Tax-sheltered accounts such as traditional IRAs, Roth IRAs and 401(k)s provide a substantial advantage to investors as they allow your investments to grow tax-deferred or tax-free until retirement. The more investment capital you can shelter from taxes now the more you can continue to invest for growth. Since these accounts provide significant advantages Congress has limited the amount you can contribute each year. In most cases you will want to ensure you are using these tax sheltered accounts to their full potential.
First of all, you should try to contribute the maximum allowed yearly limit. Any money above this limit that you would like to invest must be placed in taxable accounts. In order to use the tax sheltered accounts to their full potential you will want to place the more tax-inefficient investments, those where you would be required to pay high current taxes, in your tax-advantaged account, while the tax-efficient investments should be placed your regular taxable account.

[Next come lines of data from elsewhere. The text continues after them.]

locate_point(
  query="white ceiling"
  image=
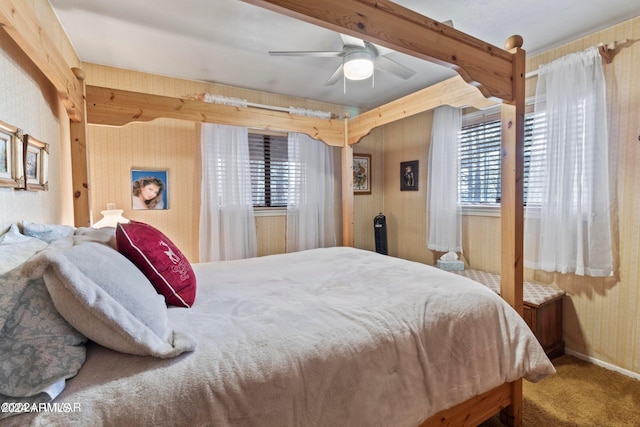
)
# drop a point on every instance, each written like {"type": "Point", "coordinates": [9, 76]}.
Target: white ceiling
{"type": "Point", "coordinates": [227, 41]}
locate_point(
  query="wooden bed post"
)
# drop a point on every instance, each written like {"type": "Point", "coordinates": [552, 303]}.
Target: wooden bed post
{"type": "Point", "coordinates": [512, 205]}
{"type": "Point", "coordinates": [348, 235]}
{"type": "Point", "coordinates": [79, 162]}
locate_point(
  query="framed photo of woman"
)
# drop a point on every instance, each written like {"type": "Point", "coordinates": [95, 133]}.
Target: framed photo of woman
{"type": "Point", "coordinates": [149, 189]}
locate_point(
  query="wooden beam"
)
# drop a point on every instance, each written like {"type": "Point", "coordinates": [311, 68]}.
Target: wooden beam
{"type": "Point", "coordinates": [116, 107]}
{"type": "Point", "coordinates": [348, 238]}
{"type": "Point", "coordinates": [454, 92]}
{"type": "Point", "coordinates": [22, 25]}
{"type": "Point", "coordinates": [385, 23]}
{"type": "Point", "coordinates": [473, 411]}
{"type": "Point", "coordinates": [512, 204]}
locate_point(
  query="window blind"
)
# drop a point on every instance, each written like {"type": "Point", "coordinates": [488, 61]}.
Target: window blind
{"type": "Point", "coordinates": [479, 153]}
{"type": "Point", "coordinates": [269, 170]}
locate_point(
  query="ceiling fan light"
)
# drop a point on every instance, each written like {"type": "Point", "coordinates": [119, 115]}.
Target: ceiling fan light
{"type": "Point", "coordinates": [358, 66]}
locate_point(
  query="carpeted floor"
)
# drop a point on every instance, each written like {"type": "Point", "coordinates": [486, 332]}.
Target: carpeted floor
{"type": "Point", "coordinates": [581, 394]}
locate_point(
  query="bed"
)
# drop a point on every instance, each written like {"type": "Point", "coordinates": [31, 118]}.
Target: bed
{"type": "Point", "coordinates": [493, 73]}
{"type": "Point", "coordinates": [335, 336]}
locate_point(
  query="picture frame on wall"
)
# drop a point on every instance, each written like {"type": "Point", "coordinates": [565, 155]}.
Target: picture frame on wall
{"type": "Point", "coordinates": [36, 164]}
{"type": "Point", "coordinates": [409, 175]}
{"type": "Point", "coordinates": [11, 157]}
{"type": "Point", "coordinates": [362, 173]}
{"type": "Point", "coordinates": [149, 189]}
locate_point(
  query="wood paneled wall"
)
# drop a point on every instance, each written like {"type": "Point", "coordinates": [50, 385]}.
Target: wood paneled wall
{"type": "Point", "coordinates": [30, 103]}
{"type": "Point", "coordinates": [172, 145]}
{"type": "Point", "coordinates": [601, 316]}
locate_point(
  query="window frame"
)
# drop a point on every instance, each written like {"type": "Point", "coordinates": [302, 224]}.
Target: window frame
{"type": "Point", "coordinates": [489, 115]}
{"type": "Point", "coordinates": [267, 208]}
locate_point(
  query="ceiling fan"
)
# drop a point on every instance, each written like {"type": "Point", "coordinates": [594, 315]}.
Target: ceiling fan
{"type": "Point", "coordinates": [359, 59]}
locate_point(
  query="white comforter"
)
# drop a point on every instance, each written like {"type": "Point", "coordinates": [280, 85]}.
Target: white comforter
{"type": "Point", "coordinates": [326, 337]}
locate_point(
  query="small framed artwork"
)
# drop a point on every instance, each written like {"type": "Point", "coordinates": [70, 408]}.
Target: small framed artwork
{"type": "Point", "coordinates": [149, 189]}
{"type": "Point", "coordinates": [11, 157]}
{"type": "Point", "coordinates": [409, 176]}
{"type": "Point", "coordinates": [36, 164]}
{"type": "Point", "coordinates": [362, 173]}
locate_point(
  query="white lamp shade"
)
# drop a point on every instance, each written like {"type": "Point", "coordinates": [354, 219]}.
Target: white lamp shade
{"type": "Point", "coordinates": [358, 66]}
{"type": "Point", "coordinates": [111, 217]}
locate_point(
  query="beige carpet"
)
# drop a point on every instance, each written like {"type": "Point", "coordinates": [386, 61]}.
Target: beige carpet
{"type": "Point", "coordinates": [581, 394]}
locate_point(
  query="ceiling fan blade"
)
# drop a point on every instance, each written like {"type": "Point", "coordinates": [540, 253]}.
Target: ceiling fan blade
{"type": "Point", "coordinates": [334, 77]}
{"type": "Point", "coordinates": [385, 64]}
{"type": "Point", "coordinates": [351, 41]}
{"type": "Point", "coordinates": [319, 53]}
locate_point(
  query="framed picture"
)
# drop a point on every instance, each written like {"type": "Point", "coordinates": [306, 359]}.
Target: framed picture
{"type": "Point", "coordinates": [36, 163]}
{"type": "Point", "coordinates": [409, 176]}
{"type": "Point", "coordinates": [11, 157]}
{"type": "Point", "coordinates": [362, 173]}
{"type": "Point", "coordinates": [149, 189]}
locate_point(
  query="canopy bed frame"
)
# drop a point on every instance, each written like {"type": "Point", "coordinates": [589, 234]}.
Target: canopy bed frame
{"type": "Point", "coordinates": [487, 75]}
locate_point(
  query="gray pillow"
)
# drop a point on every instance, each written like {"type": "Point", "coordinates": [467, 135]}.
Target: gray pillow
{"type": "Point", "coordinates": [104, 296]}
{"type": "Point", "coordinates": [39, 350]}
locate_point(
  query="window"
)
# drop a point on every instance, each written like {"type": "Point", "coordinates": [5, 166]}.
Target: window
{"type": "Point", "coordinates": [479, 154]}
{"type": "Point", "coordinates": [269, 169]}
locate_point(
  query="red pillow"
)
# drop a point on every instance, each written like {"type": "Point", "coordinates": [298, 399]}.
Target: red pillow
{"type": "Point", "coordinates": [160, 260]}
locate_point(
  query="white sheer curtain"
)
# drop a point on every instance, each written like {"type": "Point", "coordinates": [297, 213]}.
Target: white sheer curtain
{"type": "Point", "coordinates": [568, 227]}
{"type": "Point", "coordinates": [227, 227]}
{"type": "Point", "coordinates": [310, 205]}
{"type": "Point", "coordinates": [445, 226]}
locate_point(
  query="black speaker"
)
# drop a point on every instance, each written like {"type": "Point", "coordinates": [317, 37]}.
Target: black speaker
{"type": "Point", "coordinates": [380, 232]}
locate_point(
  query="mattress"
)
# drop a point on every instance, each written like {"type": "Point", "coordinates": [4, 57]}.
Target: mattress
{"type": "Point", "coordinates": [323, 337]}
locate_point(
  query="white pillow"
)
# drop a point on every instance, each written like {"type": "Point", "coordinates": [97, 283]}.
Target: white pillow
{"type": "Point", "coordinates": [105, 297]}
{"type": "Point", "coordinates": [106, 235]}
{"type": "Point", "coordinates": [16, 248]}
{"type": "Point", "coordinates": [46, 232]}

Regular Bonds are investments that you will want to keep in your tax-sheltered account. This is because they pay out interest that is taxed at your ordinary income rate which is very tax inefficient. Bond funds and TIPS should be held in your tax-sheltered account for the same reason. If you are an active stock trader, in order to avoid the high shortterms capital gains, these stocks should be held in your tax-efficient accounts. High-dividend paying stocks are also not very tax friendly. Actively managed stock funds that do a lot of short-term trading (check the turnover ratio of the mutual fund) are very tax-inefficient and thus should be kept in your tax-sheltered account. REITs are also another example of a very tax-inefficient investment that is best kept in a tax-sheltered account.
Municipal-bonds should be kept in your taxable accounts because they generate tax-free income. Stocks that you will hold for more than one year are very tax efficient so you can keep them in your regular investment account. Passively managed stock index funds also tend to be taxefficient along with ETFs.